Sin embargo, a pesar de todo, había una fuerza en mí. Si había superado aquello, podría sobrevivir por mi cuenta, comprender que mis padres hicieron lo que pudieron y supieron, y que tuvieron cosas buenas que me enseñaron y que yo quise escuchar. Sí, muchas las tuve que aprender fuera o con apoyo profesional. Pero quizá me enseñaron lo que no debía hacer, junto a otras buenas lecciones de la vida que sí me supieron trasmitir. También comprendo ahora que no les hice demasiado caso y dejé de escucharles demasiado pronto. Sí, cuando mis padres se sacrificaron por mí, quizá perdieron muchas oportunidades de crecer y ser felices. Pero me dieron lo mejor y lo peor que tenían para que yo pudiera, de adulto, elegir.

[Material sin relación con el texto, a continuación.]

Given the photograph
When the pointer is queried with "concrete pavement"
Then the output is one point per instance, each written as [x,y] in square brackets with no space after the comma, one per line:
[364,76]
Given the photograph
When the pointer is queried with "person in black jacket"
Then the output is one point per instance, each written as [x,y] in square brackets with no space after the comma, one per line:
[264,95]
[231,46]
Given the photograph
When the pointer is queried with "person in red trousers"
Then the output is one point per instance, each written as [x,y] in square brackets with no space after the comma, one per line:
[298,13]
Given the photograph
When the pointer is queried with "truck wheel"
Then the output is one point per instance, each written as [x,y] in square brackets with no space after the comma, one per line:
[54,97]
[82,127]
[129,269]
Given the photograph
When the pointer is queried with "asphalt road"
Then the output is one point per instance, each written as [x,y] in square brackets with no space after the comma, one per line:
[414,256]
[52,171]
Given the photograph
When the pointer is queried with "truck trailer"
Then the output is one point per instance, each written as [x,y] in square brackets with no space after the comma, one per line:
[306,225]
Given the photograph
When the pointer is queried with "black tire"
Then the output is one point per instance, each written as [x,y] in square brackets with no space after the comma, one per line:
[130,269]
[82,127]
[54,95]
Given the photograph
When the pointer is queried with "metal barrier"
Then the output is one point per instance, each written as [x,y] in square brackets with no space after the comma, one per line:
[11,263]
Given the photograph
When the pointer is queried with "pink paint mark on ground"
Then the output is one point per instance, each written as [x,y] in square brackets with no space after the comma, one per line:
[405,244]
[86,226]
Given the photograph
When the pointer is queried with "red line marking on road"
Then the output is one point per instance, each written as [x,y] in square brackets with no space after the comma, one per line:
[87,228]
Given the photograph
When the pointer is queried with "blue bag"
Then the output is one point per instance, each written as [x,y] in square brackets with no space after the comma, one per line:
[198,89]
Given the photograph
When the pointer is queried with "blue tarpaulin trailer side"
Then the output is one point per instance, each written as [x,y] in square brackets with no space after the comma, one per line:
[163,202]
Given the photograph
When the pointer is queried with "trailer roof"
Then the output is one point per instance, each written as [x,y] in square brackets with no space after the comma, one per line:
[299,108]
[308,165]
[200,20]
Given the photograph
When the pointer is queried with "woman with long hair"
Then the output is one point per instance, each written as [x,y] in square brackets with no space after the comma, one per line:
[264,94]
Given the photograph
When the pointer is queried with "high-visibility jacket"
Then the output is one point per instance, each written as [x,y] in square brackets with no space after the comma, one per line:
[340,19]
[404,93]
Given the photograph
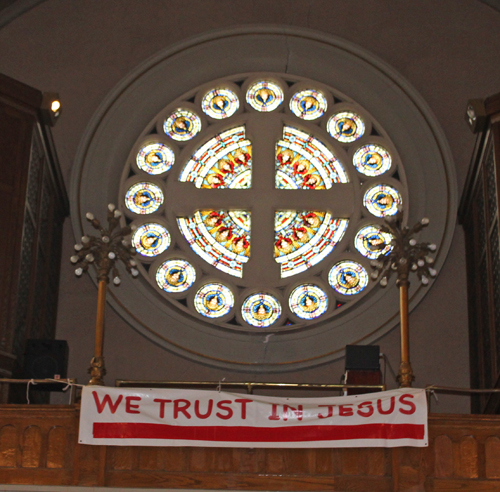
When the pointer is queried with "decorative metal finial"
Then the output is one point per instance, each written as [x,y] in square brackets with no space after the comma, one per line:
[104,253]
[405,256]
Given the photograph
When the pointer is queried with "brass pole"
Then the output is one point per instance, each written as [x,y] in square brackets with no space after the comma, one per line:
[97,369]
[405,375]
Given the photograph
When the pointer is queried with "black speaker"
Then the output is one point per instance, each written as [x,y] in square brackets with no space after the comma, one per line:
[45,359]
[362,357]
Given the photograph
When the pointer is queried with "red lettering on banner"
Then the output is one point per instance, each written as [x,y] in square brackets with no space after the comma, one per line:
[243,402]
[129,407]
[346,410]
[386,412]
[402,400]
[181,406]
[365,409]
[162,402]
[297,411]
[208,412]
[274,412]
[330,411]
[221,405]
[106,400]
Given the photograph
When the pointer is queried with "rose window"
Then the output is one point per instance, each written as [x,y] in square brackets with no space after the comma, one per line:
[257,201]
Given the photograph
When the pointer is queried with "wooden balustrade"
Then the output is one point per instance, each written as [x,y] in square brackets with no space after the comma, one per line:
[39,445]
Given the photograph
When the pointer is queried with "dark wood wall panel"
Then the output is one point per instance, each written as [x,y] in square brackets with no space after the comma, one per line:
[479,215]
[33,204]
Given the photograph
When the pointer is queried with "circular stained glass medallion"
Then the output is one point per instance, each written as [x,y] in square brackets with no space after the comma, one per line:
[348,278]
[345,127]
[264,96]
[144,198]
[155,158]
[214,300]
[175,276]
[308,301]
[372,160]
[260,310]
[372,242]
[308,104]
[182,125]
[220,103]
[151,239]
[382,200]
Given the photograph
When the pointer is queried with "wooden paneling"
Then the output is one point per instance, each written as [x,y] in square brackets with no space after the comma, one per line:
[38,445]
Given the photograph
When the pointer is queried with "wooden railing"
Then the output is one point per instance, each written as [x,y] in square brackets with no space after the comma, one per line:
[39,445]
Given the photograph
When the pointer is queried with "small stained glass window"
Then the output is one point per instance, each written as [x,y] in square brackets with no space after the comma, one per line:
[308,104]
[214,300]
[182,125]
[151,239]
[260,310]
[303,162]
[220,103]
[372,242]
[346,127]
[372,160]
[175,276]
[264,96]
[303,239]
[225,161]
[144,198]
[220,237]
[308,301]
[382,200]
[348,278]
[155,158]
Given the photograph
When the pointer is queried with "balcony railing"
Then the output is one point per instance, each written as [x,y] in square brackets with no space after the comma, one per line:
[39,445]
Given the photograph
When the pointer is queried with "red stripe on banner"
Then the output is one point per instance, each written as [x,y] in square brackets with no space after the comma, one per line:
[126,430]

Ahora lo he comprendido. Ese soy yo. Alguien que no lo tuvo fácil, pero ¿quién lo ha tenido fácil? Gracias a ello, he aprendido y ahora soy la persona que escribe o que lee esto. Sí, todavía arrastro viejas heridas, aunque cuento cada día con más cicatrices de guerra, que me hacen más sabio y fuerte.

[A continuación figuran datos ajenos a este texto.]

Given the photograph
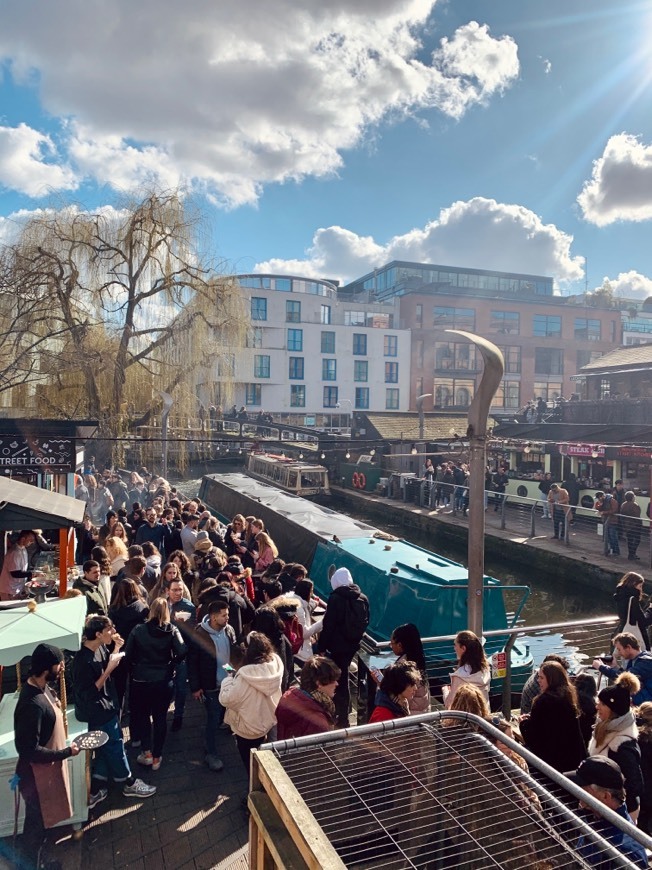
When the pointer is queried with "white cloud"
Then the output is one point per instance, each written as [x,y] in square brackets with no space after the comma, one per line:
[620,187]
[23,166]
[232,95]
[480,233]
[631,285]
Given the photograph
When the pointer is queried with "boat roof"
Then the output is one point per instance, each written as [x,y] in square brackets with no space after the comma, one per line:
[319,520]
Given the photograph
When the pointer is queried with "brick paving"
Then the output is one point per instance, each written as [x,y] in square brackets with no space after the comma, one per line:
[195,820]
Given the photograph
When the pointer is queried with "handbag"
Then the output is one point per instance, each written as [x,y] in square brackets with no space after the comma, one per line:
[633,627]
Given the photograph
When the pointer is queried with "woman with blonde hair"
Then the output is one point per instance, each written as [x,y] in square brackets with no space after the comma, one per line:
[615,736]
[117,553]
[267,552]
[473,666]
[152,652]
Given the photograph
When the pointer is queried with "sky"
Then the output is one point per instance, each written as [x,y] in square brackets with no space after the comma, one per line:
[327,137]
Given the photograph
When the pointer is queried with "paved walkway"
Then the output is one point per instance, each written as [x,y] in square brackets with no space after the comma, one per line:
[194,822]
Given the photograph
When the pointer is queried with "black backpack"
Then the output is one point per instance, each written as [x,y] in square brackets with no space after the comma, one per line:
[356,618]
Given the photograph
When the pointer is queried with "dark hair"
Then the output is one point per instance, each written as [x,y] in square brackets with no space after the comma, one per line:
[127,592]
[100,555]
[558,684]
[318,671]
[273,588]
[627,639]
[270,623]
[95,625]
[473,654]
[397,677]
[410,639]
[259,648]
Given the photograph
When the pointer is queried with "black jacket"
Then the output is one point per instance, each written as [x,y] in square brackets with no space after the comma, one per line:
[332,638]
[33,726]
[152,652]
[202,668]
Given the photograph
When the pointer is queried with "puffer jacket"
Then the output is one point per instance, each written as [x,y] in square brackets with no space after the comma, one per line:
[621,746]
[153,650]
[251,697]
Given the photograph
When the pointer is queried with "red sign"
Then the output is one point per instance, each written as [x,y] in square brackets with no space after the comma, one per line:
[581,449]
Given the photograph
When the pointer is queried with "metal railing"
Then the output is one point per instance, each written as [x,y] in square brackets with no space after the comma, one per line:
[580,641]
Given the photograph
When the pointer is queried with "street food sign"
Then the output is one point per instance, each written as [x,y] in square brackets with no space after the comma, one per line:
[31,453]
[499,664]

Ya hemos aterrizado y no ha sido tan duro, ¿no es así? Sí, durante el trayecto, pensamos en algún momento que no acabaría bien, que nos estrellaríamos atravesando las “nubes de la desesperación”. Quizá cometimos errores por miedo, rabia o tristeza. Pero hemos sobrevivido y aprendido mucho de este viaje. Ahora empieza o continúa el otro: el de ser adultos. Pero conviene no olvidar que un día viajamos casi a ciegas por territorios desconocidos y lo superamos. Un día un adolescente agradecerá que guardemos ese recuerdo vivo.

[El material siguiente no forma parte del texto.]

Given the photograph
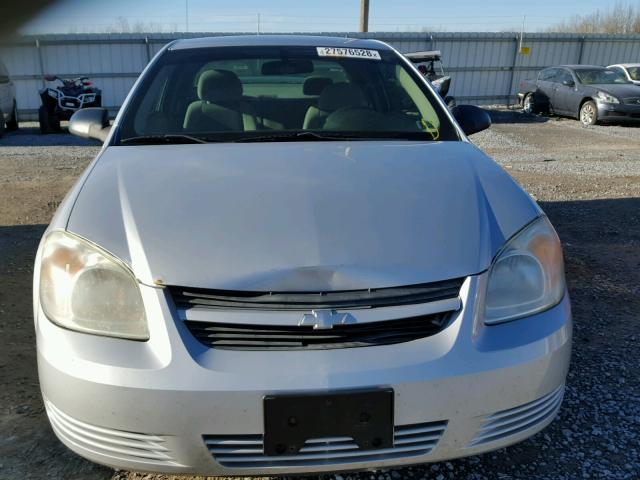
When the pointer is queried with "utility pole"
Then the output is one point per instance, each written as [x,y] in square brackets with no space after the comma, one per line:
[186,14]
[364,15]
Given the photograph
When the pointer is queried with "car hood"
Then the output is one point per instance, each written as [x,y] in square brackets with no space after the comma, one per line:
[621,90]
[300,216]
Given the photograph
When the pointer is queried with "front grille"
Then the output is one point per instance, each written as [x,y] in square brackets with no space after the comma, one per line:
[246,451]
[305,337]
[510,422]
[185,298]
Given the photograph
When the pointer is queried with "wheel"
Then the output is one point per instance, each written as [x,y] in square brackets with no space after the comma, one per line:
[43,119]
[529,105]
[588,114]
[54,123]
[12,124]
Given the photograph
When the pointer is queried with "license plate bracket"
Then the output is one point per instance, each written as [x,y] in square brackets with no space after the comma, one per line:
[364,415]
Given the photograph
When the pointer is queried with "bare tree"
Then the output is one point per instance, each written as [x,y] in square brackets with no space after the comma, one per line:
[623,18]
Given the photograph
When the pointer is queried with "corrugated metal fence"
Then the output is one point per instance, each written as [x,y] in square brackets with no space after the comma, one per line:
[486,67]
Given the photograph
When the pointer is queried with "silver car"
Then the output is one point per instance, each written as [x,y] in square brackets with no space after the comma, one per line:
[288,258]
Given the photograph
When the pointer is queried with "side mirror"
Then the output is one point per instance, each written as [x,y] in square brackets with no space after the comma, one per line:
[472,119]
[90,123]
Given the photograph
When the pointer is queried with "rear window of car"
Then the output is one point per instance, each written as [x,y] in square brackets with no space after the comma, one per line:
[634,73]
[600,76]
[233,92]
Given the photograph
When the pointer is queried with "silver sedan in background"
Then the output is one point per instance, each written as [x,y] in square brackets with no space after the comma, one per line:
[288,258]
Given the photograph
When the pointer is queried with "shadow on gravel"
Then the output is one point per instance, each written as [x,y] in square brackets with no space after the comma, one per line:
[31,137]
[515,116]
[601,240]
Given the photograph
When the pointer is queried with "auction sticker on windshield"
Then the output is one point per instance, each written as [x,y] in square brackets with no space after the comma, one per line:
[348,52]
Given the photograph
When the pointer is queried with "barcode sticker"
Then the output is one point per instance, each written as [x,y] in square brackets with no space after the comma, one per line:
[348,53]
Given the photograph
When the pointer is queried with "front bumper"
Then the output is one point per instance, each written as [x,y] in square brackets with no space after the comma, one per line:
[618,112]
[150,406]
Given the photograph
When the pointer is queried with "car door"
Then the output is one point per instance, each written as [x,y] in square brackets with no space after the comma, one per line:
[565,93]
[545,85]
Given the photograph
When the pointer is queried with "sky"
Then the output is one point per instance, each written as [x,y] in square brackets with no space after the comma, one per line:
[85,16]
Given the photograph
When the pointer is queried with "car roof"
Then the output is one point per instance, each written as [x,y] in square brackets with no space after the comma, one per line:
[277,40]
[424,56]
[579,67]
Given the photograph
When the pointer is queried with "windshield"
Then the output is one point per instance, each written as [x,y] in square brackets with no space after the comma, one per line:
[600,76]
[634,73]
[278,93]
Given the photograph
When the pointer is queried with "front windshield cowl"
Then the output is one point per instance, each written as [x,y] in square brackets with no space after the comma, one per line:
[292,93]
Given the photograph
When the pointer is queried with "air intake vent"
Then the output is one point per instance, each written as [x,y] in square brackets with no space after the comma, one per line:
[246,451]
[116,444]
[186,298]
[515,420]
[305,337]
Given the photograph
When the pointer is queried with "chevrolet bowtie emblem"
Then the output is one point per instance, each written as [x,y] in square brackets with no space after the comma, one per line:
[326,319]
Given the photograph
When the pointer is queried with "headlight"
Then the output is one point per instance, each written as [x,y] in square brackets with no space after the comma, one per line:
[85,289]
[527,276]
[606,98]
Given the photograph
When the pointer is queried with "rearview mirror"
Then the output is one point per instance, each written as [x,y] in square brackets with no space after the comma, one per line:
[90,123]
[287,67]
[471,119]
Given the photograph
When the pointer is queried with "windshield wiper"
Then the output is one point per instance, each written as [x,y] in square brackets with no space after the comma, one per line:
[300,136]
[162,139]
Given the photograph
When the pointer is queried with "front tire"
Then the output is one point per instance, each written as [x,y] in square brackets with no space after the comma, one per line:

Es posible que ese momento sea ahora. Ahora podemos ser padres y tener un hijo o una hija preadolescente o adolescente. Nos hemos hecho adultos y hemos olvidado, en parte, lo duro que fue crecer. Posiblemente hemos tenido que inventar un estilo educativo nuevo para nosotros como papás y mamás, pues nos criaron de una forma que no deseamos para nuestros hijos. Hemos tenido que aprender a educar sobre la marcha y hemos cometido errores. Nos cuesta, seguramente, encontrar ese equilibrio mágico entre límites y apoyo. No es fácil ser un ejemplo para ellos, cuando no siempre tuvimos un buen ejemplo. Y la vida nos ha dado alegrías, pero también sabemos qué es el dolor, la soledad y la vulnerabilidad, pues la vida es dura y maravillosa a la vez. ¿Cómo trasmitirles todo eso? Mas hay algo que prevalece en nosotros y en nuestra familia. Hay amor y voluntad de comprender y apoyar a nuestros hijos e hijas. Aunque no lo creas es el mejor comienzo. Sí, con la suficiente perspectiva, nuestros padres no lo hicieron tan mal después de todo. Ahora me enfrento a sus dilemas, sus inseguridades y sus miedos.

Crear un estilo adecuado de crianza y educación es el reto de todo padre y madre. No hay una única fórmula, pero hoy sabemos que es importante que nuestros niños crezcan con un apego seguro. Una infancia segura da fuerzas para una adolescencia y una adultez seguras. Aunque con ciertas dificultades, los errores se pueden reparar. Nosotros ya lo hemos hecho en parte al llegar aquí. Además, no estamos solos. Algunos libros, la pareja, los abuelos, educadores, psicoterapeutas y terapeutas familiares pueden ser unos grandes aliados. Pero lo mejor es hablar con tu hijo e hija, dejarle discrepar con respeto, conocerle y escucharle sin olvidar que somos sus padres, darle unos límites que pueda comprender y hacerle partícipe de su propia educación, educarle en las consecuencias y no en los castigos, valorar su esfuerzo y avances y hacerle, sobre todo, sentirse querido sin condiciones, son un gran paso en este viaje que nunca acaba.